DARPA speech-to-speech research

November 1st, 2006

PhraselatorToday’s Washington Post has an article, First Ears, Then Hearts and Minds, on DARPA’s continuing efforts to develop automatic, real-time spoken language translation. This is part of a 50+ year investment in developing human language technology, including, speech, by the DoD. A current diver, of course, is the extreme shortage of Arabic linguists, translators and interpreters in the military.

One recently deployed result is the Phraselator, a PDA like translation device developed by VoxTec, an Annapolis-based company. Early versions of the device were used in Afghanistan in 2001 and more recent ones are ion use in Iraq. VoxTec’s Phraselator is a one-way device recognizes a set of pre-defined phrases and plays a corresponding recorded translation. Since the speech, language and domain models are in software, it can be easily ported to new languages or domains.

The DoD is also using a similar translation device developed by Integrated Wave Technologies that lets one enter key phrases that are then turned into appropriate Arabic sentences.

“You say ‘house search’ and then it will say in Arabic: ‘We’re here to search your house. Please stay in this room. Do you have any weapons?’” said Tim McCune, the company’s president.

The limitation of both devices is that they are one-way — they do not allow a two-way conversation.

“In years past, there wasn’t a great need for the individual soldier to speak a foreign language to do his mission,” said Wayne Richards, branch chief for technology implementation at U.S. Joint Forces Command. But in Iraq and Afghanistan, soldiers are increasingly interacting with Iraqi civilians, giving advice at checkpoints or guidance during home searches, he said. During those door-to-door searches, the soldiers need to be able to calm them down and reassure them,” Richards said. “We’re fighting for hearts and minds. But if I can’t tell her, ‘Ma’am, please calm down,’ . . . that wouldn’t be assuring.”

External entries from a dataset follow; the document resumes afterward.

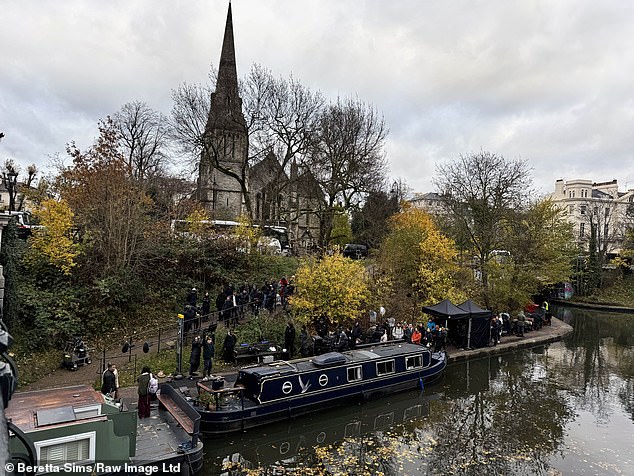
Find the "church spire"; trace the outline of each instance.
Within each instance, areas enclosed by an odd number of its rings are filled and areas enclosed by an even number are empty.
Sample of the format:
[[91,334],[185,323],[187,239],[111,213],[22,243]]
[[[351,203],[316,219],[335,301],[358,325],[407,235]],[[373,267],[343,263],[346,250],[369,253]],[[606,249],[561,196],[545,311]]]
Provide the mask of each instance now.
[[220,66],[218,67],[218,82],[216,92],[227,96],[238,96],[238,74],[236,72],[236,50],[233,43],[233,18],[231,15],[231,2],[227,11],[227,23],[225,36],[222,41],[220,53]]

DARPA has an ongoing research program, Translation System for Tactical Use (TRANSTAC) , in which IBM, SRI and CMU were recently funded to develop the next generation of portable speech to speech translation systems. SRI’s IraqComm, for example, “performs bidirectional, speech-to-speech machine translation between English and colloquial Iraqi Arabic.” IBM’s MASTOR is a software only solution that can run on a PDA or laptop computer and is designed as a “two-way, free form speech translator that assists human communication using natural spoken language for people who do not share a common language.” CMU’s project is developing a “two-way translation between English and Arabic Iraqi” and “investigating issues surrounding the rapid deployment of new languages, especially, low-resource languages and colloquial dialects.”

While progress in speech-to-speech translation is steady, it is also slow. It will be many years before we have the Universal Translator seen in Star Trek. Not only could that device handle virtually all alien languages, it could even communicate with non-biological life forms. It could not, however, talk to lawyers.